福島原発を知り尽くした熟練技術者と会ったのは、東京のJR市谷駅にほど近い、とあるホテルの喫茶店。高さ10メートルはあろうか、大きな窓から秋らしい陽光が注いでいた。
「やあ、お待たせしました」
約束の時間をちょっと回ったところで、「東北エンタープライズ」会長の名嘉(なか)幸(ゆき)照(てる)さん(74)が現れた。2014年9月10日午後2時45分。柔らかな物言いと物腰――。テーブルにアイスコーヒーが2つ、運ばれてきた。コーヒーカップにストローを当てながら、ゆっくりと語り始めた。

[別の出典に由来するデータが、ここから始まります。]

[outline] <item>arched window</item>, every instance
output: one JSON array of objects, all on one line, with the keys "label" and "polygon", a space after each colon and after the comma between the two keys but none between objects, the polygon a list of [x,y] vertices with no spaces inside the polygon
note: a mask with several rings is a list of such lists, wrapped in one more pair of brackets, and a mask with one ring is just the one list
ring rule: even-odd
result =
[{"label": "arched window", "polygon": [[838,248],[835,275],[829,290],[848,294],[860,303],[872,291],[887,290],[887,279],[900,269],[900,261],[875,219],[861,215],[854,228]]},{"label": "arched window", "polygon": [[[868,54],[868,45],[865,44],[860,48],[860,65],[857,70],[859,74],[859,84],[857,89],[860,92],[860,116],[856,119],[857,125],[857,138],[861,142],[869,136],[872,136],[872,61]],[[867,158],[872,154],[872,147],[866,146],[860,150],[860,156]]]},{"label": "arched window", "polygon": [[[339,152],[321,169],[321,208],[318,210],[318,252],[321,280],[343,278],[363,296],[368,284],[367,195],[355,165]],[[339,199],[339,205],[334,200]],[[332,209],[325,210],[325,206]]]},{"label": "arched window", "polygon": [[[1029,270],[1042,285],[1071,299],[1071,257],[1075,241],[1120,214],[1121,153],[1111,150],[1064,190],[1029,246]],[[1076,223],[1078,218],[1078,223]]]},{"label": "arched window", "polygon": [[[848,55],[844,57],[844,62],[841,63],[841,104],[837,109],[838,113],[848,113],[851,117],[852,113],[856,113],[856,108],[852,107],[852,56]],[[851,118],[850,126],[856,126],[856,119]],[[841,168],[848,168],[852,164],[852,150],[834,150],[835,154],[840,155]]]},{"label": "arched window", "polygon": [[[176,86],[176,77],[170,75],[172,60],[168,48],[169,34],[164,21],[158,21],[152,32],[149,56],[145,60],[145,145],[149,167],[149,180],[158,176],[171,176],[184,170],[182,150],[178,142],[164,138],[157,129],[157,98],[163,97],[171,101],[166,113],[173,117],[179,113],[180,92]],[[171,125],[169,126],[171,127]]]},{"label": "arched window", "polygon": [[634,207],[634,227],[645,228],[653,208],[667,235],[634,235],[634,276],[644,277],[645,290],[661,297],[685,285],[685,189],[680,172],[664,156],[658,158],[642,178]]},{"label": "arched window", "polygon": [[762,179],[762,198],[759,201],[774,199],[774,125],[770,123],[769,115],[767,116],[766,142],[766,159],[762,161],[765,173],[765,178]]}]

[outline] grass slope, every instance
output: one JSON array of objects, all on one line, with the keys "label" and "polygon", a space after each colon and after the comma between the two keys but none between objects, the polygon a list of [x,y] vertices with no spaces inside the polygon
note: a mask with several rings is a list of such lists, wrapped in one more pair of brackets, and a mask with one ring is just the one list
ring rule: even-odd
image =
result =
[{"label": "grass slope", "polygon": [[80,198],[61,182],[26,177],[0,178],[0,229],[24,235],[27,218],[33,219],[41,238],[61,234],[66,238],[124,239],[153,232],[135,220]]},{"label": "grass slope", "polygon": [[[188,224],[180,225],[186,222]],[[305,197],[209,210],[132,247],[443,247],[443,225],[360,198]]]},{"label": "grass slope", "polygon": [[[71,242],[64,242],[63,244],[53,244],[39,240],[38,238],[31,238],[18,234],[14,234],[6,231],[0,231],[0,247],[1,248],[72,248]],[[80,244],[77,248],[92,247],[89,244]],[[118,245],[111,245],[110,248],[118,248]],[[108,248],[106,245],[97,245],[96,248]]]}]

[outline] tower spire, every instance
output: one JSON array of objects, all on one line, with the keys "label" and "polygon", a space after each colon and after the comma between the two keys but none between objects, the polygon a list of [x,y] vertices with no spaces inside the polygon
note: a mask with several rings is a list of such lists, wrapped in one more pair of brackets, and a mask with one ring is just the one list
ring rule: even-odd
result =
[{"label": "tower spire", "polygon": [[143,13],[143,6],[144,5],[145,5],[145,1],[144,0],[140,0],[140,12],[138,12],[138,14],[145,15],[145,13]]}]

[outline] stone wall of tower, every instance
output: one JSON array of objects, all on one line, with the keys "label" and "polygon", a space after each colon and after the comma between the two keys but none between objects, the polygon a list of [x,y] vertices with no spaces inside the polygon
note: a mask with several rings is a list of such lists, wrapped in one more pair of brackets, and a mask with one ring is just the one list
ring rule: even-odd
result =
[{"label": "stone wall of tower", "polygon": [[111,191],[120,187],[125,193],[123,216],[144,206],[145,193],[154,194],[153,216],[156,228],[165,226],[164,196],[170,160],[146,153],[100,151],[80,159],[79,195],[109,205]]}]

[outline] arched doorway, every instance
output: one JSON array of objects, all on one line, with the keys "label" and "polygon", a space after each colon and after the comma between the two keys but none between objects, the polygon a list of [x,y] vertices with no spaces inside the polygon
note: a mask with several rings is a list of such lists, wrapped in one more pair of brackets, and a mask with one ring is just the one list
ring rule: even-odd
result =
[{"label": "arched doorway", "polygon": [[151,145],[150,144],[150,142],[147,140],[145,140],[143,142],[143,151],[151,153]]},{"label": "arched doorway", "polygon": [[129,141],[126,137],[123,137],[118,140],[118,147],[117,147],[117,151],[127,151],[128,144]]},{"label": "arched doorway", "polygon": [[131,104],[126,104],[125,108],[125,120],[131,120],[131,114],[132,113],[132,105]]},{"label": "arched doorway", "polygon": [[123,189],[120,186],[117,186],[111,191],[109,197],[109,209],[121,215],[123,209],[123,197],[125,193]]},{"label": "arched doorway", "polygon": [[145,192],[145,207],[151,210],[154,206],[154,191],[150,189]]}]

3・11。午後2時46分――。揺れは突然、やってきた。「その時、私は富岡町の自宅で、わが社の新婚夫婦と話をしていました。まさか、この日が家で生活する最後の日になろうとは、露にも思っていませんでした」
富岡町に住み始めて1年3カ月経っていた。子どもの頃、過ごした沖縄のように、海の見える小高い丘に立てた理想の新築の家――。ベランダからは太平洋の水平線と、南には福島第2原子力発電所の巨大な建屋がくっきりと見えた。
海はまだ、静かだった。しかし、不吉な予感が走った。それは津波――。東北の太平洋沿岸は過去に幾度も地震による津波の被害を受けている。

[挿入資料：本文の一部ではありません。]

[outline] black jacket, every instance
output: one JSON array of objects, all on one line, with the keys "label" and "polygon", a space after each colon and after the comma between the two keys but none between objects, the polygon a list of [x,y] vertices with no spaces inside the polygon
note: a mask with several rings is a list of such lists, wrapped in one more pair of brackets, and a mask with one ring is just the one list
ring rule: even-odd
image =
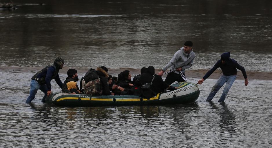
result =
[{"label": "black jacket", "polygon": [[96,71],[100,79],[100,82],[102,86],[102,94],[111,95],[112,93],[109,91],[109,84],[108,83],[109,75],[105,70],[99,67],[97,68]]},{"label": "black jacket", "polygon": [[[174,90],[176,88],[172,86],[171,86],[165,83],[163,81],[163,78],[160,76],[156,74],[155,74],[155,69],[153,66],[150,66],[147,68],[146,72],[142,75],[141,77],[136,81],[135,83],[135,86],[137,87],[138,89],[141,89],[142,85],[146,83],[150,83],[151,82],[154,76],[154,80],[152,82],[152,84],[150,86],[150,89],[154,92],[155,94],[158,93],[165,92],[167,89],[169,90]],[[143,92],[143,91],[141,91]],[[139,92],[139,91],[137,91]],[[143,94],[145,96],[144,91],[141,93],[141,94],[140,96],[147,98],[150,98],[152,96],[142,96]]]},{"label": "black jacket", "polygon": [[134,87],[129,86],[129,83],[130,83],[132,84],[132,81],[130,80],[128,80],[125,78],[123,76],[123,72],[121,72],[118,74],[117,78],[118,84],[117,85],[124,88],[128,89],[134,88]]}]

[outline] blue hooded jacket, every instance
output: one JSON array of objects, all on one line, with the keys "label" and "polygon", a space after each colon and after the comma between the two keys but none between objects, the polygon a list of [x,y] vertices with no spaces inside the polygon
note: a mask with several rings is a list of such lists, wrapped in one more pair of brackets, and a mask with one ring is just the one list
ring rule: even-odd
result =
[{"label": "blue hooded jacket", "polygon": [[[241,71],[244,76],[244,78],[247,78],[247,73],[244,67],[240,65],[235,60],[229,58],[230,52],[225,52],[221,55],[221,59],[218,60],[213,67],[205,74],[202,78],[205,80],[218,67],[222,70],[223,74],[227,76],[231,75],[236,75],[237,74],[237,69]],[[225,61],[225,63],[222,63],[222,61]]]}]

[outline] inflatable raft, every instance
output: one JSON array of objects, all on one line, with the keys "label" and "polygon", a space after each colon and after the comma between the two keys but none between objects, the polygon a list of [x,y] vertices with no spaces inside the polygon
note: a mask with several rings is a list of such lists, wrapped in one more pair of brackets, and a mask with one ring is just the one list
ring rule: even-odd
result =
[{"label": "inflatable raft", "polygon": [[45,103],[57,106],[93,106],[127,105],[178,104],[192,103],[199,96],[199,89],[195,84],[182,82],[171,85],[175,90],[159,93],[149,99],[137,96],[101,95],[52,94],[45,99]]}]

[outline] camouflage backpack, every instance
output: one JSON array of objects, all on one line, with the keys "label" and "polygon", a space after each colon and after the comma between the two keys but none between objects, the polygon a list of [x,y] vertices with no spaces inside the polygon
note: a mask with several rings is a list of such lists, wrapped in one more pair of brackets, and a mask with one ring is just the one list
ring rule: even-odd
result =
[{"label": "camouflage backpack", "polygon": [[100,78],[92,80],[84,86],[84,94],[92,95],[101,95],[102,94]]}]

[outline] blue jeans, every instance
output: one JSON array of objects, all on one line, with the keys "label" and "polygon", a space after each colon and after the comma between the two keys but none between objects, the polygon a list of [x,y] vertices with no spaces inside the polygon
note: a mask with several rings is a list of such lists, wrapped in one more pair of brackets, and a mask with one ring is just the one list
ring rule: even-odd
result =
[{"label": "blue jeans", "polygon": [[30,82],[30,92],[29,96],[28,97],[25,101],[27,103],[30,103],[32,100],[35,98],[35,96],[38,90],[40,89],[44,93],[45,95],[43,98],[42,102],[45,101],[45,98],[47,95],[47,87],[46,84],[41,85],[37,81],[34,80],[31,80]]},{"label": "blue jeans", "polygon": [[210,92],[210,94],[208,96],[208,98],[206,101],[211,101],[217,92],[220,89],[223,85],[226,83],[226,86],[224,88],[224,90],[223,90],[222,95],[221,95],[221,97],[218,101],[219,102],[224,102],[227,95],[228,94],[229,89],[231,87],[232,84],[236,79],[236,75],[231,75],[229,76],[227,76],[223,75],[220,76],[220,77],[217,80],[217,82],[211,89],[211,92]]}]

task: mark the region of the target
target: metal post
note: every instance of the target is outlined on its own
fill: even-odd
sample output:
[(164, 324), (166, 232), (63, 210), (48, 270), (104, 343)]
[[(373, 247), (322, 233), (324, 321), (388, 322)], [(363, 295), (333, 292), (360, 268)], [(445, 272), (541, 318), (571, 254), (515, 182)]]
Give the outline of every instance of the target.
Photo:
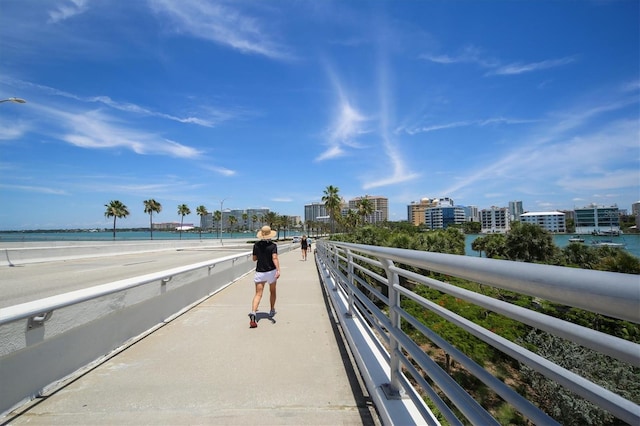
[[(391, 327), (399, 329), (400, 315), (396, 308), (400, 306), (400, 293), (396, 291), (394, 287), (395, 285), (400, 284), (398, 274), (391, 272), (391, 266), (393, 266), (393, 262), (391, 260), (386, 258), (378, 258), (378, 260), (382, 263), (382, 267), (387, 274), (387, 285), (389, 289), (389, 319), (391, 320)], [(389, 360), (389, 369), (391, 382), (389, 383), (386, 392), (388, 392), (387, 397), (391, 398), (402, 397), (402, 386), (400, 384), (400, 357), (398, 356), (399, 351), (400, 344), (398, 343), (398, 340), (393, 337), (392, 333), (389, 333), (389, 355), (391, 355), (391, 359)]]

津波――。恐れていたものが現実になった。40分後、黒く大きな水の固まりが海岸に向かって押し寄せてくるのが見えた。遡上高14m~15m。自宅から見える第2原発のタービン建屋に巨大な波がぶつかるのが見えた。5メートル以上の津波が来たら、海水ポンプは水没し、確実に機能を失う。
“ああ、きてしまった……。もう、ダメだ……”
名嘉さんはため息をついた。実際、非常用ディーゼル発電機は起動していたものの、地下に設置されていた非常用ディーゼル発電機は海水に浸かって全交流電源喪失状態になった。

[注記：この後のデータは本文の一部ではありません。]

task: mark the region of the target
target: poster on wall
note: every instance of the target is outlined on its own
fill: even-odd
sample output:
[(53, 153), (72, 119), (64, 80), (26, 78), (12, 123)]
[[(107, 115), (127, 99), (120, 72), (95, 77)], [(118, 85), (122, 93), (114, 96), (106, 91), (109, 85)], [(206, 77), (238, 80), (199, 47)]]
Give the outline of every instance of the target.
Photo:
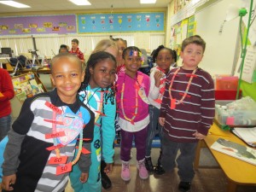
[(75, 15), (0, 18), (0, 36), (76, 32)]
[(78, 15), (78, 32), (164, 32), (164, 13)]

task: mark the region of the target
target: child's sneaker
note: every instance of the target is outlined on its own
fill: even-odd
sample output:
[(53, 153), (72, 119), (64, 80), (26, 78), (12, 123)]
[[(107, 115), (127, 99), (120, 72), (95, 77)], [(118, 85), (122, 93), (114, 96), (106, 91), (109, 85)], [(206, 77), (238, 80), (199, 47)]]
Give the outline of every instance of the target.
[(137, 161), (137, 168), (139, 171), (139, 176), (142, 179), (148, 177), (148, 172), (145, 166), (145, 159)]
[(190, 191), (191, 183), (190, 182), (180, 182), (178, 184), (178, 189), (182, 192)]
[(129, 161), (122, 160), (121, 178), (124, 181), (129, 181), (131, 179)]

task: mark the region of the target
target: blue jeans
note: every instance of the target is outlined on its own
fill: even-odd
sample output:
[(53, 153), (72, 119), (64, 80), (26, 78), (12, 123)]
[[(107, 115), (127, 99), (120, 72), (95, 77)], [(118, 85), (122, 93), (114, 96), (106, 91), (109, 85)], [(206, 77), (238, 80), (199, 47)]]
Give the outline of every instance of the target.
[(152, 148), (152, 142), (154, 137), (155, 137), (156, 128), (158, 128), (160, 140), (161, 142), (162, 134), (163, 134), (163, 128), (158, 123), (158, 119), (160, 115), (160, 109), (155, 108), (153, 105), (149, 105), (149, 125), (148, 130), (148, 136), (146, 141), (146, 157), (149, 157), (151, 154), (151, 148)]
[[(193, 167), (197, 143), (177, 143), (168, 138), (166, 132), (162, 139), (162, 160), (161, 164), (165, 171), (172, 171), (175, 167), (175, 160), (177, 164), (177, 174), (183, 182), (191, 182), (195, 171)], [(180, 154), (176, 160), (177, 150)]]
[(7, 136), (10, 130), (12, 118), (9, 115), (0, 118), (0, 141)]

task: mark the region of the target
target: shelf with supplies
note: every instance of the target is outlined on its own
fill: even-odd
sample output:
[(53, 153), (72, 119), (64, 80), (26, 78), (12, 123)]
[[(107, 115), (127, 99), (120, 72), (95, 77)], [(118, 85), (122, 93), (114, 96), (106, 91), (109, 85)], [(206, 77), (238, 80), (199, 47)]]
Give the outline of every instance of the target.
[(24, 101), (38, 93), (47, 92), (38, 76), (32, 72), (12, 78), (15, 97), (11, 100), (12, 117), (19, 116)]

原発は、核燃料が発する熱を適切に制御しなければならない。その熱を除去するのに、海水を使う。それをくみ上げるのが海水ポンプだ。それが動かなくなると、原子炉内の燃料が冷やされなくなり、メルトダウンする。
そのころ、自宅から北に10キロのところにある福島第1原発は、第2原発同様に巨大津波に襲われていた。あらゆる電源が喪失。原子炉の暴走が始まっていた。
第1原発にも第2原発にも、名嘉さんの会社「東北エンタープライズ」の社員が出向していた。第2原発にいた社員に電話したら、なんとか電源は確保できると言った。しかし、第1原発にいるはずの社員とは、携帯電話がつながらない。

ヤードの海水ポンプ、全滅!」社員が叫ぶ

第1原発はどうなっているのだろう。名嘉さんは現場へ車を走らせた。着く直前、携帯に電話が入った。社員の声だった。「ヤードの海水ポンプ、全滅!」。現場の状況は、刻一刻と悪化していった。まず1号機が水素爆発。続いて3号機、4号機と連日のように爆発が続いた。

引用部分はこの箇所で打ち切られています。